Paris – Un an après la visite de l’Émir du Qatar à Gaza, le 24 octobre 2012, Hamad du Qatar est en rade et le Hamas en panade.

Qualifiée d’« historique » [1] par la presse atlantiste et célébrée par les intellectuels organiques français et leurs affidés qatarologues comme « le triomphe du soft power » de la principauté pétrolière, cette visite a pris la dimension d’un effroyable gâchis. Un an après que sont donc devenus les protagonistes de cette mascarade (de l’arabe maskhara) au goût de sang et de cendres ?

I – Le Qatar, la poisse

En un an, Gaza a fait l’objet d’une sévère offensive israélienne en toute impunité, un mois après la visite de l’Émir, et, en réplique, le Hamas a remercié précisément les deux meilleurs alliés d’Israël dans la zone, le Qatar et surtout la Turquie, c’est-à-dire l’unique pays musulman, qui plus est sunnite, membre de l’Otan et meilleur allié d’Israël dans la zone, oubliant au passage de remercier ses anciens frères d’armes, les artisans de sa victoire, l’Iran, la Syrie et le Hezbollah libanais. L’Émir, lui, a été destitué par ses tuteurs américains par évacuation sanitaire ; Le chef néo-islamiste Mohamad Morsi dégagé sans ménagement du promontoire égyptien, levier de la conquête du pouvoir dans le Monde arabe, et embastillé ; L’homme du Qatar au Liban Ahmad Al Assir, le cheikh salafiste qui devait pointer la dague pétro-monarchique sur le flanc du Hezbollah et lui couper la voie du ravitaillement stratégique vers la zone frontalière libano-israélienne, s’est, lui, dissipé dans les ténèbres de la forfaiture, repris de justice du crime contre l’armée libanaise, et non de l’armée ennemie israélienne ; enfin dernier et non le moindre, le chef charismatique du Hamas Khaled Mecha’al, est captif de sa cage dorée, en session intensive de Body Building à Doha.
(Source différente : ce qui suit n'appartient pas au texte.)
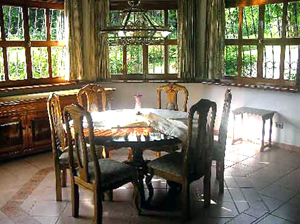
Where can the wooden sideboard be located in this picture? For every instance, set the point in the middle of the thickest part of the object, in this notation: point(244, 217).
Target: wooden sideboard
point(24, 123)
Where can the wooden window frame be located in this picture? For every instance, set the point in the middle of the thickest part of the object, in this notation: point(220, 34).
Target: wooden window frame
point(260, 42)
point(146, 75)
point(27, 43)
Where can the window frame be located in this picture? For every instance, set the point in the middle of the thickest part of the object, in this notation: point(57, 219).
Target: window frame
point(27, 44)
point(260, 42)
point(146, 75)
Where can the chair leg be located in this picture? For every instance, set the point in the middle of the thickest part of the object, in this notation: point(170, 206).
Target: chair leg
point(149, 186)
point(217, 170)
point(58, 183)
point(207, 187)
point(221, 177)
point(98, 209)
point(64, 178)
point(157, 154)
point(75, 199)
point(185, 200)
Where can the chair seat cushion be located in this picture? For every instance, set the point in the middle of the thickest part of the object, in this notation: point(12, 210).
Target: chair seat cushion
point(218, 152)
point(113, 173)
point(64, 156)
point(171, 163)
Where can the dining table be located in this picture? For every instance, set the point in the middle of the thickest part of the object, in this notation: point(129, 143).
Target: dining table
point(146, 128)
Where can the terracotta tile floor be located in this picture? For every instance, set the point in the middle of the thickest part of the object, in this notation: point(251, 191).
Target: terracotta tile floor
point(260, 188)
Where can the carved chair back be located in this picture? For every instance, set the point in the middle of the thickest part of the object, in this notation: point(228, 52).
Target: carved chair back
point(95, 96)
point(225, 117)
point(200, 139)
point(78, 143)
point(58, 134)
point(171, 91)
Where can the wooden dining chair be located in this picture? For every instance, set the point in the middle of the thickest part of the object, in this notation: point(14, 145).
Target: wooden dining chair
point(59, 149)
point(194, 161)
point(172, 90)
point(95, 98)
point(220, 145)
point(98, 175)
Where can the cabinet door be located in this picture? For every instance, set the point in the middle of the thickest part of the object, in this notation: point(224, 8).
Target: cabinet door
point(38, 129)
point(12, 134)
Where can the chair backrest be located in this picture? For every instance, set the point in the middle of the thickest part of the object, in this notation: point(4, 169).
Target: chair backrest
point(58, 134)
point(172, 90)
point(224, 120)
point(95, 96)
point(200, 138)
point(81, 142)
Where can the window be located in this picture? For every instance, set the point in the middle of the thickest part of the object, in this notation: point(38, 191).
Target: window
point(156, 61)
point(32, 47)
point(262, 43)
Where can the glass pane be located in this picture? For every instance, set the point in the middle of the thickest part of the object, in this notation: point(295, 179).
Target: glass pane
point(58, 56)
point(16, 63)
point(57, 24)
point(273, 20)
point(172, 23)
point(292, 62)
point(173, 59)
point(2, 74)
point(13, 23)
point(231, 23)
point(158, 17)
point(156, 59)
point(116, 59)
point(250, 22)
point(37, 24)
point(271, 66)
point(230, 60)
point(134, 59)
point(293, 19)
point(116, 18)
point(249, 61)
point(39, 60)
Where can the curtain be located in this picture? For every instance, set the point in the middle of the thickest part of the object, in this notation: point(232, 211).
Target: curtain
point(215, 37)
point(74, 29)
point(201, 25)
point(99, 51)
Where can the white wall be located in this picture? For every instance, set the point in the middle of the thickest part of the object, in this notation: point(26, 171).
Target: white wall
point(287, 105)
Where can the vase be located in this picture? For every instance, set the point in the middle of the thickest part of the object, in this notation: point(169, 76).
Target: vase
point(138, 101)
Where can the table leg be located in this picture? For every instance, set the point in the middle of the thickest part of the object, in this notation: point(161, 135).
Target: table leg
point(270, 133)
point(139, 163)
point(263, 136)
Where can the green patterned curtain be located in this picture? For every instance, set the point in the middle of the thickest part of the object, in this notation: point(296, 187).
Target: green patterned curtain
point(201, 39)
point(74, 21)
point(99, 51)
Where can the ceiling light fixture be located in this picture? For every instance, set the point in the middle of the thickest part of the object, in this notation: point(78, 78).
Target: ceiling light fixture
point(137, 28)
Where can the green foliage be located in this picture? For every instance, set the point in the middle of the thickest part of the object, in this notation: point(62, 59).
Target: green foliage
point(230, 60)
point(13, 23)
point(273, 20)
point(39, 56)
point(116, 59)
point(156, 59)
point(16, 63)
point(134, 59)
point(37, 24)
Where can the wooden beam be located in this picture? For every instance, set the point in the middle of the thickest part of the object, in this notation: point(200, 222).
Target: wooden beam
point(36, 4)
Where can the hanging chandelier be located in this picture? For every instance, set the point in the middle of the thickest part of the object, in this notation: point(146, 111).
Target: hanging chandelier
point(137, 28)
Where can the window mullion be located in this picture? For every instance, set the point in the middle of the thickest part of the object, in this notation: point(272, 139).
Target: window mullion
point(145, 61)
point(260, 41)
point(5, 62)
point(27, 41)
point(240, 44)
point(48, 39)
point(283, 37)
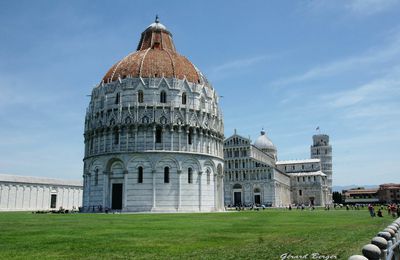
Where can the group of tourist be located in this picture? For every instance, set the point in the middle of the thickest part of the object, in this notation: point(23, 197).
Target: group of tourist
point(392, 209)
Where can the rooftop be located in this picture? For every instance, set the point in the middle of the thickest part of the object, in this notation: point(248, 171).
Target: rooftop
point(38, 180)
point(298, 161)
point(300, 174)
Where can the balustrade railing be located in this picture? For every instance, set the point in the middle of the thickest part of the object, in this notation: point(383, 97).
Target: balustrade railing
point(385, 246)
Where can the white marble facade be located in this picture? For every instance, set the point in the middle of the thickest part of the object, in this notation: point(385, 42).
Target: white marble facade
point(154, 143)
point(20, 193)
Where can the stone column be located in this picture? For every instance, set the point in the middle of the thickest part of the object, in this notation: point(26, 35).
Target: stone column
point(200, 190)
point(187, 140)
point(172, 138)
point(153, 171)
point(125, 189)
point(201, 141)
point(105, 188)
point(154, 137)
point(179, 137)
point(162, 138)
point(145, 138)
point(136, 131)
point(104, 140)
point(179, 190)
point(119, 139)
point(98, 142)
point(221, 193)
point(215, 192)
point(127, 138)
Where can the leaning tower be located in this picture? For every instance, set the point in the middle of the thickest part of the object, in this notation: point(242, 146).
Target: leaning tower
point(321, 149)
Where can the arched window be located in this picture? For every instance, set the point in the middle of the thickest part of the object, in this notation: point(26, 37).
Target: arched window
point(116, 136)
point(140, 174)
point(184, 98)
point(117, 97)
point(163, 97)
point(102, 102)
point(158, 135)
point(166, 175)
point(190, 175)
point(237, 186)
point(202, 103)
point(96, 177)
point(190, 136)
point(140, 96)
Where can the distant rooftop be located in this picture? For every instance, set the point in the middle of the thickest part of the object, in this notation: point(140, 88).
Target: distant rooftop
point(300, 174)
point(298, 161)
point(38, 180)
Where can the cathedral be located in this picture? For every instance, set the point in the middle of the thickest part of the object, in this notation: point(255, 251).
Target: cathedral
point(254, 176)
point(154, 142)
point(154, 134)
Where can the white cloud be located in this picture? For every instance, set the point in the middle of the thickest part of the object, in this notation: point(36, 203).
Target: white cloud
point(360, 8)
point(370, 7)
point(370, 58)
point(238, 64)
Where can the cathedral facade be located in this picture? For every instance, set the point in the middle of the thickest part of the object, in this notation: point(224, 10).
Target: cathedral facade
point(254, 176)
point(154, 134)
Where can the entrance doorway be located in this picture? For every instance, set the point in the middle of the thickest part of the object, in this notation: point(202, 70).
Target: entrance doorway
point(238, 198)
point(116, 200)
point(53, 201)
Le Qatar porte désormais la poisse et les accusations pleuvent comme à Gravelotte : Négrier des temps modernes à la suite de la mort de 44 forçats népalais sur les chantiers des stades du Mundial, esclavagiste du fait de sa rétention arbitraire de cinq footballeurs français, « otages » par fait du prince sans la moindre protestation officielle française. Soupçons de prévarication pour l’attribution de la coupe du Monde de football en 2020. Les qatarologues et leurs affidés, qui avaient saturé les ondes de leur pseudo science, se terrent subissant à leur tour, la loi d’airain de la bulle médiatico-politique française : « La loi des 3 L » Lécher, Lâcher, Lyncher. Plus dur est la chute d’un être porté aux nues par opportunisme mercantile.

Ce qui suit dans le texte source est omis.